3 company to handle dispatching. Claimant was free to turn down assignments and did when he had a doctor’s appointment. Drivers were given a timeframe when to pick up and drop off cars. Within that timeframe, Claimant was free to do whatever he wanted. Cars that were picked up and delivered for auction were not time sensitive because the auctions occur around the clock. Claimant did not have a set number of hours he was required to work. Drivers were not told when to start or stop driving each day. The only requirement was to possess a CDL and pass a drug test, which are requirements of the Department of Transportation. Claimant determined which routes to take. Defendant paid Claimant 25 percent of the gross it received for each load. Defendant paid Claimant by check, withheld no deductions, and issued a Form 1099. Some drivers for Defendant owned their own trucks. Secretary was aware that Claimant used to own his own truck and trucking company. According to Secretary, Claimant could drive for other companies if he so desired. Based upon the above, the WCJ accepted the testimony of Claimant’s physician as to the injuries Claimant suffered and that he was not fully recovered from them. However, the WCJ denied the claim petitions on the basis that Claimant was an independent contractor not an employee of Defendant. In making this determination, the WCJ “generally accept[ed]” Claimant’s testimony, except where it was inconsistent with Owner’s and Secretary’s testimony. (WCJ Decision, Finding of Fact (FOF) ¶ 12.) The WCJ specifically rejected Claimant’s testimony in favor of Owner’s and Secretary’s testimony, “particularly as to the issue of whether Claimant was an employee or an independent contractor.” (Id.) The WCJ accepted Owner’s and Secretary’s testimony on the issue of employment, finding there was “really no dispute as to the following facts”:

4 a. [Owner] contracted with Claimant for work as an independent contractor and Claimant signed [the] independent contractor agreement.

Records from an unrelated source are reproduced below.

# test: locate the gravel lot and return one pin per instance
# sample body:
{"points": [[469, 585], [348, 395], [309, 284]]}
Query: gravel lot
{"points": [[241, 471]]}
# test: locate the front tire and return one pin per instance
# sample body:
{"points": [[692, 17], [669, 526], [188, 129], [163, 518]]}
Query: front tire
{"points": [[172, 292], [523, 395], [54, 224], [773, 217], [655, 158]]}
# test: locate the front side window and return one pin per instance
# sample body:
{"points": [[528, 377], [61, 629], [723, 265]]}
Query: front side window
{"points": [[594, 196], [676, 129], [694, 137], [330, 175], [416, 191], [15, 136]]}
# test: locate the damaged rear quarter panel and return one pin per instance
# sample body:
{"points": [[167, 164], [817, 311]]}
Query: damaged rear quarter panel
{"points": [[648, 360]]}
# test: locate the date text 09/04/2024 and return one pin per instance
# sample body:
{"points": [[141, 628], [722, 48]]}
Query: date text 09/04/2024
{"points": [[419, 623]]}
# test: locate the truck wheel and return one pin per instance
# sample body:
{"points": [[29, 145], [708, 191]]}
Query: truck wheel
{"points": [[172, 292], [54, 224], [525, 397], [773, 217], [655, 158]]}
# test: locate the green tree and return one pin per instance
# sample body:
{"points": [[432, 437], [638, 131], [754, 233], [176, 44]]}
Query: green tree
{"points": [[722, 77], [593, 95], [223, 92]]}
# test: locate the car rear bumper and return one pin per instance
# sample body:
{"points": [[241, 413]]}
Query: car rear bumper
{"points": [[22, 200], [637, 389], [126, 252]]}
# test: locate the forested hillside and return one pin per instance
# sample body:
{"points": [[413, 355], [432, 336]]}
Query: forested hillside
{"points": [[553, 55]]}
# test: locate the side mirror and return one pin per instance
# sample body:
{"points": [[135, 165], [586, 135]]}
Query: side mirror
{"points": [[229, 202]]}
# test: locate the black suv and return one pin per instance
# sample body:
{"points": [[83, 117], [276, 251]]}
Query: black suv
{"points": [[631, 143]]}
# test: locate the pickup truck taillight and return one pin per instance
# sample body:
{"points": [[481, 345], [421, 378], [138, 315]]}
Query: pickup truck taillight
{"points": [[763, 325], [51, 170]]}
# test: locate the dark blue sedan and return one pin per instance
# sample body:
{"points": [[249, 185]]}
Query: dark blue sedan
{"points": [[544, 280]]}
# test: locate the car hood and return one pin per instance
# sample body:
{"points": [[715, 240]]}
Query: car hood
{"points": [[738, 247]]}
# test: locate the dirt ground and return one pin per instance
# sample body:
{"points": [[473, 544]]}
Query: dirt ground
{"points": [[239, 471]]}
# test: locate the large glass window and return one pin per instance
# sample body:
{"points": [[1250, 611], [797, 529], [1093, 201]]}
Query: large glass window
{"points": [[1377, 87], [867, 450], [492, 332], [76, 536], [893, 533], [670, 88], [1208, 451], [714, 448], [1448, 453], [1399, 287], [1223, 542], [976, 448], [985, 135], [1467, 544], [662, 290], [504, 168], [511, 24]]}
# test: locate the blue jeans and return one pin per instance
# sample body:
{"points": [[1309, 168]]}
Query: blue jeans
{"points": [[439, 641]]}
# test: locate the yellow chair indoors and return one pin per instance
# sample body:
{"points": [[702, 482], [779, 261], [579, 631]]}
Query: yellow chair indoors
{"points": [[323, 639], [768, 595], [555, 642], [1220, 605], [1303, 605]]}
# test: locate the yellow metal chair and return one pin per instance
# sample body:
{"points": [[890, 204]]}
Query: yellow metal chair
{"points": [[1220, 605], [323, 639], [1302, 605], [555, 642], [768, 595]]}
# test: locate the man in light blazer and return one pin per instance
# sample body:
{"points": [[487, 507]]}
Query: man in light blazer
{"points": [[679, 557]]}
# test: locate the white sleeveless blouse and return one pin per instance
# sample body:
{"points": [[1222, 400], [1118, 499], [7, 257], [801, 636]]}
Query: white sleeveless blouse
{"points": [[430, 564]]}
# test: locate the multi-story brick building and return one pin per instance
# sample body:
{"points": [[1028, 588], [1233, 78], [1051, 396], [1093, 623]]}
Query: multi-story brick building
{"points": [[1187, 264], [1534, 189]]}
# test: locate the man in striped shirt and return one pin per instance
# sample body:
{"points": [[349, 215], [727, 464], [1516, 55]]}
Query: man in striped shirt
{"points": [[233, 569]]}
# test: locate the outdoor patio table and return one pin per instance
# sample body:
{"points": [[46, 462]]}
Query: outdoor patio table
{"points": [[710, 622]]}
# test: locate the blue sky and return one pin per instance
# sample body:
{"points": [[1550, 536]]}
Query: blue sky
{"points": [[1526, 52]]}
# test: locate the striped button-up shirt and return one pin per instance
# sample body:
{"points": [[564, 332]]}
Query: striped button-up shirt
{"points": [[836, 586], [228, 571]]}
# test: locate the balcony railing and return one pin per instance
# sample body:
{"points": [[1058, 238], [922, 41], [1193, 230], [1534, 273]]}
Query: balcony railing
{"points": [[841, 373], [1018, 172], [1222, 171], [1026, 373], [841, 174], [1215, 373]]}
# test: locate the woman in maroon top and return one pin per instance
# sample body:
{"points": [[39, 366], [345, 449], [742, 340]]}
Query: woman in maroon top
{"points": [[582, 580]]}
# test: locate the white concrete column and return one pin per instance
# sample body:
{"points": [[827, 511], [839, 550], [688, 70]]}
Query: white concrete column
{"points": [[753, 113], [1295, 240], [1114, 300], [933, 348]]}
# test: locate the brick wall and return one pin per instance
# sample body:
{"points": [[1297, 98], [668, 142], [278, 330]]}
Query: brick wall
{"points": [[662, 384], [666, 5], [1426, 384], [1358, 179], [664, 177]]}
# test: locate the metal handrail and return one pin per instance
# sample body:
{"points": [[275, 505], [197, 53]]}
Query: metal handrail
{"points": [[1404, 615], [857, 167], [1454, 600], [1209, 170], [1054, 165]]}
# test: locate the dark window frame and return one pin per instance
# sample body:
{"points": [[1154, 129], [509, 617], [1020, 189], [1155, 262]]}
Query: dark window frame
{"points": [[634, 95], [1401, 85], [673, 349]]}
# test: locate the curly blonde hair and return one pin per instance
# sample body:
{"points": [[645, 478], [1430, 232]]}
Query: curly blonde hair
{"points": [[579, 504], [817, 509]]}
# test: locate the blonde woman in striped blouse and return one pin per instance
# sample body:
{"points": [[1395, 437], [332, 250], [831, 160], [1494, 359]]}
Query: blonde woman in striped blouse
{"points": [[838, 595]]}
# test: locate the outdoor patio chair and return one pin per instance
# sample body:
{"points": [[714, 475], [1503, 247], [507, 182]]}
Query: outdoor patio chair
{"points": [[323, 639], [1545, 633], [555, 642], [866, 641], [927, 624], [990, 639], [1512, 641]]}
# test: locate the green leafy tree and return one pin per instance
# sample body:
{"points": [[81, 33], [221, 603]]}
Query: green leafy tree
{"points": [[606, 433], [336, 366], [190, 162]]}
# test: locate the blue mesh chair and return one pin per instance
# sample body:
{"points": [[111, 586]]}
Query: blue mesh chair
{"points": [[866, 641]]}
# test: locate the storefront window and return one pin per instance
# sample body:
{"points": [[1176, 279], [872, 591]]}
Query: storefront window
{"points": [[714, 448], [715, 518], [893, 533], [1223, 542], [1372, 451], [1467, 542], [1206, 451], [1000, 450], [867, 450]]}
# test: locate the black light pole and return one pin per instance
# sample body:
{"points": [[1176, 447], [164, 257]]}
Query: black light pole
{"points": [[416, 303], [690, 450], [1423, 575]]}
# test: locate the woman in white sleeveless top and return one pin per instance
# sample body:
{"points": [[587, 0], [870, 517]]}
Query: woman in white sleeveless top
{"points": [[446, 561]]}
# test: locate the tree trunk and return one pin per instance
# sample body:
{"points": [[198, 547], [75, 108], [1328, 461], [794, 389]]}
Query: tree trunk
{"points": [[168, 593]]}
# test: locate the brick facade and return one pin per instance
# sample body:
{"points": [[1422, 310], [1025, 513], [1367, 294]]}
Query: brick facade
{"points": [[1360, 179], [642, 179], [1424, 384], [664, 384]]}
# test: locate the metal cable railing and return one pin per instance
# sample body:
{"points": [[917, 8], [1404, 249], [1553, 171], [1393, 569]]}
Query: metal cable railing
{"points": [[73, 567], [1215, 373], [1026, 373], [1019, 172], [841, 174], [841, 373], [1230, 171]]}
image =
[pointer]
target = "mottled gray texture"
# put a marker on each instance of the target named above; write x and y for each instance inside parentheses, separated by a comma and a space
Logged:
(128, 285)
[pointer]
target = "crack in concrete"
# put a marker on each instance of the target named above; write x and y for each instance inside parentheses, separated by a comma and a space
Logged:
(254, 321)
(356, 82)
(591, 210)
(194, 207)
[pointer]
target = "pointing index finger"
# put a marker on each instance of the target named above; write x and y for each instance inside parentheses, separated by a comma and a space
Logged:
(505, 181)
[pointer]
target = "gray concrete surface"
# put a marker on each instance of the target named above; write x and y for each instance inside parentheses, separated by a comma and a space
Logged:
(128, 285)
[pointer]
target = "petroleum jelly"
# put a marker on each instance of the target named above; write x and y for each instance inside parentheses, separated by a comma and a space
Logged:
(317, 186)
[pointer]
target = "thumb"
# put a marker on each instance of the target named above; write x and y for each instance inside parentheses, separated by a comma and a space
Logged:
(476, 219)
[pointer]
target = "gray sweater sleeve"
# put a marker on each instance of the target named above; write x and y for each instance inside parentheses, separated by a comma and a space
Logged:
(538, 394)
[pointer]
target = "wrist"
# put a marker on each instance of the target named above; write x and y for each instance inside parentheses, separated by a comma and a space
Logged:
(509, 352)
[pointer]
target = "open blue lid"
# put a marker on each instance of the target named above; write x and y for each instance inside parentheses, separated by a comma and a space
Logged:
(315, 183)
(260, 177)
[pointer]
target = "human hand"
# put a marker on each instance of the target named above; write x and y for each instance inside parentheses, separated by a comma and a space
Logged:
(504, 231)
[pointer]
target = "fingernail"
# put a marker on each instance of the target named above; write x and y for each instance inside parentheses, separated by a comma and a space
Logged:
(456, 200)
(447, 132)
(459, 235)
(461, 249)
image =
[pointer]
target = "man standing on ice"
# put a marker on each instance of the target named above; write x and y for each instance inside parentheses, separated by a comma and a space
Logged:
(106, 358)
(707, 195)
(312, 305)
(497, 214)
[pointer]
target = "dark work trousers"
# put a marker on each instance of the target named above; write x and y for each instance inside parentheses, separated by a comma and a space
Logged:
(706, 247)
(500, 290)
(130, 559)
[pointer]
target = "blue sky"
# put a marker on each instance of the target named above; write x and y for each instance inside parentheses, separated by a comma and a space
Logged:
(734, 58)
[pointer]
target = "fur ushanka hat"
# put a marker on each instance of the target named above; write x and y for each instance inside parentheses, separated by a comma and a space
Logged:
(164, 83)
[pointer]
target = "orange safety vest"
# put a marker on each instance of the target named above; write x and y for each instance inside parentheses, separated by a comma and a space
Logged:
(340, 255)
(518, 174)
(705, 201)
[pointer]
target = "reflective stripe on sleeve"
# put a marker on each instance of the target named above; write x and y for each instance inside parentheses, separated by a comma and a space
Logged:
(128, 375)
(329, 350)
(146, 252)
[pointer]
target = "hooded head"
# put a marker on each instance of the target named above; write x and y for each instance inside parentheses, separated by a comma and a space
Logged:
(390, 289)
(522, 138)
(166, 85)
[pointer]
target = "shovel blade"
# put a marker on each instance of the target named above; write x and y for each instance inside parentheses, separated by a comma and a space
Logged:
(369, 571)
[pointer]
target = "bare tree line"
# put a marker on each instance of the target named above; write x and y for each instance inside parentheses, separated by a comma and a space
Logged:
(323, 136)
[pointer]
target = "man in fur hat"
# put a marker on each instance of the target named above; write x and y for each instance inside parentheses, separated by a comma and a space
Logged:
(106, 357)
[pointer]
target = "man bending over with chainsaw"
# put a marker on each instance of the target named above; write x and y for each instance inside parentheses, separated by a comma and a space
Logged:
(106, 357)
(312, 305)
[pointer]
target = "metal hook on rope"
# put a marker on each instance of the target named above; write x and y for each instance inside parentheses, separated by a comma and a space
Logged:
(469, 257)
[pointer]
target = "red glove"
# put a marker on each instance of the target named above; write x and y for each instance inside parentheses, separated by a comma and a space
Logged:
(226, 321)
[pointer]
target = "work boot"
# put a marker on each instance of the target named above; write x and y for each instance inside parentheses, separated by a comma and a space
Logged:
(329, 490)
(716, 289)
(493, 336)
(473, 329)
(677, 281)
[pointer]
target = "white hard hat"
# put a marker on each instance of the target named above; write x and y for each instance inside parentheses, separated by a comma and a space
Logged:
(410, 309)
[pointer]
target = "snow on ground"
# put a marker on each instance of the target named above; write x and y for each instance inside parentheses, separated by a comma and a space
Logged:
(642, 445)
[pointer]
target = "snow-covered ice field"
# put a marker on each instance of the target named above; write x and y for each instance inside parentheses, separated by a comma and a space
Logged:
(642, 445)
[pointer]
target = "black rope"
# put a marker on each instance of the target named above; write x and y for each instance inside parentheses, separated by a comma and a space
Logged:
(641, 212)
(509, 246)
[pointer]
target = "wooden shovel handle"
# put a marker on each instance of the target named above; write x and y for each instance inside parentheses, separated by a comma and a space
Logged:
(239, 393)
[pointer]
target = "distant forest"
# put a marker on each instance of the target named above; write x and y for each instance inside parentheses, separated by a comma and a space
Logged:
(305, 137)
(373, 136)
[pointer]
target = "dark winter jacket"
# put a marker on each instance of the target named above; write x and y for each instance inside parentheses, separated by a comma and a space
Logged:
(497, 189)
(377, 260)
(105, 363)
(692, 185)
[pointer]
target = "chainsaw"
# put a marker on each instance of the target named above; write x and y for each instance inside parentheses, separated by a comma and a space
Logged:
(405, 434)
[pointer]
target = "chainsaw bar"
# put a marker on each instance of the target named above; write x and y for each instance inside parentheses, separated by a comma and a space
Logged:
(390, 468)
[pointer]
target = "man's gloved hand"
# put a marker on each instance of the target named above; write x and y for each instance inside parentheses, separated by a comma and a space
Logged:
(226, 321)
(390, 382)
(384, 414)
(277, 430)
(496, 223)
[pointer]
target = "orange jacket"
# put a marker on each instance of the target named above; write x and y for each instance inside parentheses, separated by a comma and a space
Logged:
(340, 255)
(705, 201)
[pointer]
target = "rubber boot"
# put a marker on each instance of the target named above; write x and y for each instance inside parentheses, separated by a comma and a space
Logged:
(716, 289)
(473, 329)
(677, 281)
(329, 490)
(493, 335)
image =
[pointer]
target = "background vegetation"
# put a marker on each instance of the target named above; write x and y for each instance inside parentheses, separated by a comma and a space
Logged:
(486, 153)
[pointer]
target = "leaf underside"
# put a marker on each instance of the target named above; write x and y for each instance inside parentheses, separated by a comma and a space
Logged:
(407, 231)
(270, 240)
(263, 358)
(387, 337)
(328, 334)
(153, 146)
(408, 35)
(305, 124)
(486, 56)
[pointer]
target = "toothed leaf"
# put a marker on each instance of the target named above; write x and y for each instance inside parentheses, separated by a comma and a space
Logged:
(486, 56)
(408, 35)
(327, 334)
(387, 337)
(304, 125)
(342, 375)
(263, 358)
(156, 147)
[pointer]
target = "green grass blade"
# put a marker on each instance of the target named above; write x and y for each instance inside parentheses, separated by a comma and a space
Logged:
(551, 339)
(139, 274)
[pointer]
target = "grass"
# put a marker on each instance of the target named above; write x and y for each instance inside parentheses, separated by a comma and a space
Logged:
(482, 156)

b. There was no guarantee of work by Defendant, and Claimant could refuse work. In fact, Claimant did refuse work when he had a doctor’s appointment.

c. Claimant was paid by the job. No deductions were taken from payments made to Claimant. In fact, Claimant specifically testified that he was paid by check and given a “1099.”

d. There were no restrictions imposed on Claimant in providing similar services to others. In fact, Claimant did drive a truck for another company at one time during the time he had entered into the independent contractor agreement with Defendant.

e. [Owner] did not provide direction and control over the work performed by Claimant. Rather, Claimant was simply given a pick up and drop off point and a “time frame” when to pick up and deliver the cars. Claimant could choose the routes he travelled to perform his services and what times he wanted to drive. In fact, Claimant testified, “the driver is in charge of” what time to start and stop driving . . . . No one supervised Claimant’s work and/or trained him how to do the job.